From a financing perspective, the transaction showcases an ongoing trend: pairing majority owners with long‑term minority partners who bring patient capital and sector expertise. Rather than full exits, founding sponsors are tapping secondary sales to recycle capital while retaining control and strategic direction. For limited partners, the structure can smooth distributions without forcing a sale into choppy markets. For the operating company, it reduces disruption and helps sustain a multi‑year investment program.
Competitive dynamics are also evolving. Large peers in the premium K‑12 segment have seen ownership change hands in recent years as investors compete for platforms with scale, brand equity, and demonstrable academic outcomes. The presence of multiple well‑capitalized buyers has pushed valuations higher, rewarding groups that can show robust enrollment pipelines, balanced geographic exposure, and a track record of integrating acquisitions without diluting educational quality. ISP’s management and board will now have to deploy the new capital with precision to justify the price implied by the deal and to sustain momentum through the next enrollment cycles.
For families, the immediate impact is unlikely to be dramatic: school leadership teams and teaching staff typically remain in place after ownership changes, and academic calendars proceed as planned. Over time, however, parents may notice upgraded facilities, expanded extracurricular options, and more visible use of data in tracking student progress. On the staff side, teachers may see expanded professional development offerings and cross‑network collaboration, with opportunities to move between schools and regions within the group.
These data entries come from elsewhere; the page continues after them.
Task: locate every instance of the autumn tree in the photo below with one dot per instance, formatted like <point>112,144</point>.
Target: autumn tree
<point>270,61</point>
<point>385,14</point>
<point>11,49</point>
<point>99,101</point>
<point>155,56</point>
The partnership arrives as education providers grapple with the longer‑term lessons of the pandemic era. Blended learning models, mental‑health support, and learning‑loss remediation are now baseline expectations. Investment in secure, robust digital platforms—both for classroom delivery and parent‑teacher communication—remains a priority. Operators are also devoting more resources to safeguarding, ESG reporting, and community engagement, all areas of growing scrutiny for institutional investors.
For CVC and Partners Group, success will be measured in enrollment growth, student outcomes, parent satisfaction, and returns on invested capital. If the pair can deliver on the “quality at scale” promise, the deal could become a case study for how private markets partner with school leaders to expand access to internationally benchmarked education. If they cannot, the premium paid will look rich in hindsight. Either way, the transaction confirms that global K‑12 education sits firmly in private equity’s mainstream—and that the battle for the classroom is increasingly being fought on a global stage.